Ultrasonic sensor sound beam
With the ULTRA-PROG-IR software, disruptive objects can also be suppressed using specific programming of blind zones without modifying the beam. The object can no longer be detected in this blind zone

Reliable object detection by an ultrasonic sensor is in large part determined by the correct configuration of the sound beam. The recognition behavior of the sound beam is also referred to as the response curve. This curve shows the distance at which a particular object can be reliably detected.

The response curve depends on the reflective properties of the object. Objects with a large surface area and optimum orientation are more easily recognized than small, round objects, or objects with poor reflective properties. Pepperl+Fuchs knows about the importance of this fact, and adds sound beam diagrams for various objects, e.g. a standard 100 x 100 mm plate or 25 mm rod to its ultrasonic sensors’ datasheets. The beam width can be adjusted on many models, focusing the ultrasonic sensor precisely on the target object.

Object shape and surface

A major reason to use ultrasonic sensors is their ability to recognize most materials and surfaces. Color is of no consequence and they can detect solids, liquids, or powders. Surface properties also have no effect on detection reliability. It does not matter if the surface is rough, smooth, high gloss, transparent, dirty, wet, or dry – a high-quality ultrasonic sensor delivers precise results.

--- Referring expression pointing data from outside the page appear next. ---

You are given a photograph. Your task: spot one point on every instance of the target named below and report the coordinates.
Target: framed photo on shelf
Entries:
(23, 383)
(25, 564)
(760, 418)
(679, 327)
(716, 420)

The best reflection can be reached when level, smooth surfaces are positioned at right angles to the sensor surfaces. If the angle to the surface object is not 90°, the returning sound can be deflected away from the transducer, and it will no longer be detectable. Large angle deviations are possible when recording rough or uneven surfaces. The amplitude of the reflected ultrasonic signal must be high enough to allow reliable measurement. Similarly, high levels of dust and humidity reduce the acoustic energy and can reduce the maximum range of the ultrasonic sensor.

Temperature and humidity

The range of ultrasonic signals is also influenced by the relative humidity and temperature of the ambient air. Generally speaking, the sensing range decreases with increasing temperature and increasing humidity. This reduction is not linear and differs from sensor to sensor.

Dust, rain, and snow

Heavy dust, rain, or snow reduces acoustic energy and can diminish the beam or reduce the maximum range of ultrasonic sensors. Light dust and dirt deposits on the transducer surface will not influence measurement. Accumulation of water, snow, and ice must be prevented with proper installation (i.e. protective enclosures).

Sound beam modification with software

Ultrasonic sensors with adjustable sound beams allow customization of the sensing threshold. The sensing range can be adjusted to suit the object being detected via programming software or a Teach-In function. Pepperl+Fuchs’ ultrasonic sensors are programmed using the ULTRA3000, SONPROG, PACTware (IO-LINK), or ULTRA-PROG-IR software.

They enable precise control of the overall acoustic beam width. This means that the beam can be reduced in both length (axial sound beam) and width (lateral sound beam). Lateral and axial sound beam width can also be adjusted independently. This allows disruptive or reflective objects within the sensing range to be suppressed. Reducing the sound beam size allows disruptive objects or attachments on machines or in tanks to be suppressed.